I am the spouse of an alcoholic who has trouble keeping his anger under control.  What exactly does that mean?  It means his character defect is to attack and disarm the enemy, which in this case would be me during a disagreement.

My husband will have three years sobriety in two weeks, but recovery does not always mean rainbows and roses. Don’t get me wrong. I am not knocking recovery, because without it in our life we wouldn’t be in the good place we are today. I am just trying to be honest about what so many people ask me about: “My spouse is sober - so why are they still behaving like they did when they were drinking”? 

My reply is because they are an alcoholic, sober or not!  If my husband and I have a disagreement and he verbally attacks me I don’t say, “Oh he is a recovering alcoholic it’s OK” I stop and say to him, “Is this the man you want to be?"

The ego and self-entitlement seem to be part of the character defects of any alcoholic/addict.
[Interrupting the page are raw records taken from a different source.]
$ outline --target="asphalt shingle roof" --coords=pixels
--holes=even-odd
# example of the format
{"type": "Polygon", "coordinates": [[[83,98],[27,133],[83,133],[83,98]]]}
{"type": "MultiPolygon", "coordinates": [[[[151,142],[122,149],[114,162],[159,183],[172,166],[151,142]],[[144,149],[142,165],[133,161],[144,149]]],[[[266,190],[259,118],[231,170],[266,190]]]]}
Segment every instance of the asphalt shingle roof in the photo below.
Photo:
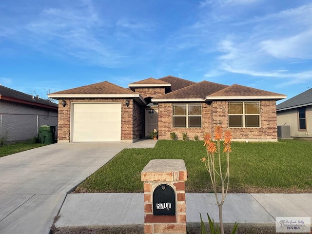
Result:
{"type": "Polygon", "coordinates": [[[134,93],[130,89],[122,88],[108,81],[104,81],[57,92],[50,94],[128,94],[134,93]]]}
{"type": "Polygon", "coordinates": [[[169,84],[170,83],[168,83],[166,81],[164,81],[159,79],[155,79],[153,78],[148,78],[147,79],[140,80],[137,82],[135,82],[134,83],[131,83],[129,84],[129,85],[133,85],[136,84],[169,84]]]}
{"type": "Polygon", "coordinates": [[[14,89],[7,88],[0,85],[0,97],[2,99],[3,98],[7,98],[12,99],[12,101],[14,101],[14,99],[17,100],[26,101],[36,104],[44,105],[50,106],[53,107],[58,107],[58,105],[56,103],[51,102],[48,100],[41,99],[36,96],[33,96],[29,94],[26,94],[21,92],[18,91],[14,89]],[[34,98],[33,98],[34,97],[34,98]]]}
{"type": "Polygon", "coordinates": [[[227,87],[227,85],[204,80],[164,95],[157,97],[156,99],[203,99],[207,96],[227,87]]]}
{"type": "Polygon", "coordinates": [[[298,95],[286,100],[276,106],[278,111],[282,109],[292,109],[298,106],[304,106],[312,104],[312,89],[301,93],[298,95]]]}
{"type": "Polygon", "coordinates": [[[173,91],[175,91],[196,83],[195,82],[187,80],[186,79],[181,79],[172,76],[168,76],[158,79],[171,84],[171,90],[173,91]]]}
{"type": "MultiPolygon", "coordinates": [[[[266,91],[260,89],[255,89],[250,87],[244,86],[234,84],[230,86],[214,93],[209,97],[225,97],[225,96],[282,96],[282,94],[276,94],[272,92],[266,91]]],[[[207,95],[208,96],[208,95],[207,95]]]]}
But I can also see that I often go into the “poor-me” attitude and I allow myself to become wounded.  When I can’t keep my mouth shut and I keep pushing (although my intentions are not to argue, I just want to be heard) I know that when he asks me to stop I am pushing his buttons. Part of my mind goes right into defense mode as well and my mind-set is “he isn’t going to control me” so I keep going, trying to get him to hear me.  Somehow he will suddenly become loving and understand me and what I am feeling. That is almost never the way it works.
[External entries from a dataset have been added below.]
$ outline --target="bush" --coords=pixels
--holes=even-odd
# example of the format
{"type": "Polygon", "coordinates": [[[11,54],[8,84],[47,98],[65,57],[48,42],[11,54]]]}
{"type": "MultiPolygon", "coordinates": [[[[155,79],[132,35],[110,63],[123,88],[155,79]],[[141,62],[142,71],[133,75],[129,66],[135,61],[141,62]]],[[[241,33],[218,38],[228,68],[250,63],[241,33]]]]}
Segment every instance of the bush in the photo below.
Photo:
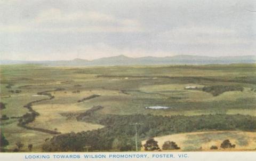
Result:
{"type": "Polygon", "coordinates": [[[177,150],[180,149],[175,142],[167,141],[164,142],[162,147],[163,150],[177,150]]]}
{"type": "Polygon", "coordinates": [[[216,146],[212,146],[210,149],[211,150],[217,150],[218,149],[218,147],[216,146]]]}
{"type": "Polygon", "coordinates": [[[5,104],[4,104],[4,103],[1,102],[0,102],[0,109],[5,109],[6,107],[5,107],[5,104]]]}
{"type": "Polygon", "coordinates": [[[9,144],[9,142],[8,141],[5,139],[5,137],[4,135],[4,134],[1,132],[1,140],[0,140],[0,147],[1,148],[7,146],[9,144]]]}
{"type": "Polygon", "coordinates": [[[146,151],[153,151],[159,150],[160,148],[157,144],[157,141],[155,141],[154,138],[150,138],[146,141],[146,143],[143,146],[146,151]]]}
{"type": "Polygon", "coordinates": [[[2,116],[2,118],[0,119],[0,120],[6,120],[6,119],[9,119],[10,118],[6,116],[6,115],[4,115],[2,116]]]}
{"type": "Polygon", "coordinates": [[[236,147],[235,144],[232,144],[229,141],[229,140],[227,139],[224,140],[221,144],[220,145],[220,147],[223,149],[226,148],[235,148],[236,147]]]}
{"type": "Polygon", "coordinates": [[[20,150],[20,149],[24,146],[24,144],[22,143],[20,141],[16,143],[16,145],[17,146],[18,149],[19,149],[19,150],[20,150]]]}
{"type": "Polygon", "coordinates": [[[33,147],[33,144],[28,144],[28,150],[29,150],[29,151],[32,151],[32,148],[33,147]]]}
Nobody wins this way and the end result is I feel as though I just stepped in the ring with a professional fighter for ten rounds, and have had the emotional crap kicked out of me. I isolate. I become withdrawn. I have healed enough to know though that this is not my demon to fight, it is his. I haven’t done anything wrong and I don’t deserve to be verbally punished, but I do have my part in it too. This is something my husband has learned how to control in his program and he has to choose if he wants to be a shadow of his former self or the man who has turned his life around.

It is so easy for me to act like a victim and crawl into bed, cry, become silent, and feel utterly defeated once again. Before long though, I know that I am not responsible for his behaviors. I know no matter how much I push there is no excuse for his abusive language. 

Make no mistake, emotional abuse can stay with someone all their life. I recently heard a quote about it that said “healing after verbal abuse is like removing a bullet after you’ve been shot."  To me, that shows the deep affect language has on one’s spirit and heart.  So I pick myself up after I allow myself to feel the hurt from the words that pierced my soul and remember that in that moment I have a choice: let it defeat me or allow it to empower me. 

This doesn’t happen between us all the time but it does happen and the lessons we have learned from it are these: We are all responsible for ourselves, no matter how someone pushes us; our actions are our own. Whether you are in a recovery program or not, knowing that our actions sometimes have life-long effects on another person means you have a choice to make, and you can either allow the disease to consume you, whether you are the addicted one or the person who loves them or you can choose the path of recovery. Practice kindness and compassion, get to a meeting, call a sponsor or friend, be mindful of your own actions and remember all you have to be grateful for in your life. Know you don’t have to allow the disease to take over anymore. 

Before you allow those first words to roll off your tongue remember ten years from now they may still cause deep pain for your loved one.  Everyone remembers the story behind their scars. Make sure it isn’t from something you say!